Ein Film für Kinder und Akademiker*innen, Comicnerds und Young-Adult-Fans, Liebhaber*innen von Hip-Hop-Kultur und Punk-Plakativität. Ein Marvelfilm als blitzgescheites Popkunstwerk, auch das ist möglich.

Von Christian Fuchs

FM4 Film Podcast #183: Spiderman: Across the Spider-Verse

Wer sich nicht näher mit Comic-Blockbustern beschäftigt, hat längst die Übersicht über all die Spider-Männer verloren, die im Kino herumschwingen. Den fortschrittlichsten, innovativsten und visuell atemberaubendsten Blick auf die berühmte Marvel-Figur wirft das Animationskino.

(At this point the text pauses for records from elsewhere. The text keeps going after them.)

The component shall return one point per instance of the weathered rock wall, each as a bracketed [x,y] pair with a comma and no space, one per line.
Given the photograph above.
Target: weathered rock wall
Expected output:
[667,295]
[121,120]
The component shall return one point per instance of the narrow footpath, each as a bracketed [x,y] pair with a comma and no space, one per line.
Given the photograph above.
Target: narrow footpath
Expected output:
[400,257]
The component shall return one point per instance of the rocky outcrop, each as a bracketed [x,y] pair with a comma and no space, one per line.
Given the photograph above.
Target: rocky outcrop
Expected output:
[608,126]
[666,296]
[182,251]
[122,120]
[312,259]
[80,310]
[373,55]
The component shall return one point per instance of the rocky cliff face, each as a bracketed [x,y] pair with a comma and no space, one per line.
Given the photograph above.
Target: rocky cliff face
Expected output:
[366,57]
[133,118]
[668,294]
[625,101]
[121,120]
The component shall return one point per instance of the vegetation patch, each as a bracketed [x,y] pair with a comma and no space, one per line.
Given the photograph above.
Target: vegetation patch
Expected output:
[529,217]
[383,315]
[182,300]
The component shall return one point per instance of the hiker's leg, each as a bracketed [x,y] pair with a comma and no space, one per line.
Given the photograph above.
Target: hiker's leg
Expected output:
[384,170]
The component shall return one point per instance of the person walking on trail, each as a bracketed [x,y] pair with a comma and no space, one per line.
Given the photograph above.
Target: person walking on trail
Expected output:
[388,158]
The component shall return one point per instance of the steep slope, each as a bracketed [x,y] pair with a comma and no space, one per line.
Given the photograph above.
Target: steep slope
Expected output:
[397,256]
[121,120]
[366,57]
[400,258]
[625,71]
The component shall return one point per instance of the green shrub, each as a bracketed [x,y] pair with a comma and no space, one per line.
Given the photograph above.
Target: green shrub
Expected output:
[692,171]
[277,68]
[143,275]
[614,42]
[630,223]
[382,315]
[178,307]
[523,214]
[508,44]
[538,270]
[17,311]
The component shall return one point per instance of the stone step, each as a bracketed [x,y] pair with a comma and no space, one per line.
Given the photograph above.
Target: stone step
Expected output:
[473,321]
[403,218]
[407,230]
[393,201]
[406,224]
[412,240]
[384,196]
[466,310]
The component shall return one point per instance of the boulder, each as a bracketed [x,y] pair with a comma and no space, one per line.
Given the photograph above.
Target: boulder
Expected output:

Christian Fuchs, Natalie Brunner und der Comic-Spezialist Gerd Holoubek reden über den sensationellen „Spiderman: Across the Spider-Verse“ - und rollen auch ein wenig die Geschichte des ikonischen Titelhelden auf.

Montag, 12.06.2023, um Mitternacht auf FM4 und überall, wo’s Podcasts gibt.

Bei einem Liveeinstieg unlängst auf FM4 wurde ich gefragt, was ich denn persönlich mit Spider-Man verbinde. Die Antwort ist einfach: Ein kleines Stückchen Lebensrettung. Als schüchterner Bub mit Comic-Vorlieben, popkulturellen Affinitäten und einer gleichzeitigen Abneigung gegen jegliche sportliche Aktivität, konnte man sich in meiner Kindheit nur mit einem Superhelden wirklich identifizieren: Spider-Man.

Denn der populärste Charakter des Marvel-Verlags war nicht nur ein echter Außenseiter. Im Gegensatz zu anderen Einzelgängerkollegen wie Batman oder Hulk hatte „Die Spinne“, wie die Figur in frühen deutschen Veröffentlichungen hieß, weder etwas Martialisches an sich noch die Aura eines schwerreichen Macho-Playboys.

Spider-Man war ein patscherter, am Schulhof gemobbter Teenager von nebenan namens Peter Parker, der nur durch den Biss einer radioaktiven Spinne übernatürliche Kräfte erlangt hatte. Ein Bilderbuch-Nerd mit höllischen Alltagsproblemen, der verträumten Seelen wie dem Schreiber dieser Zeilen als ideales Unterstufen-Idol diente.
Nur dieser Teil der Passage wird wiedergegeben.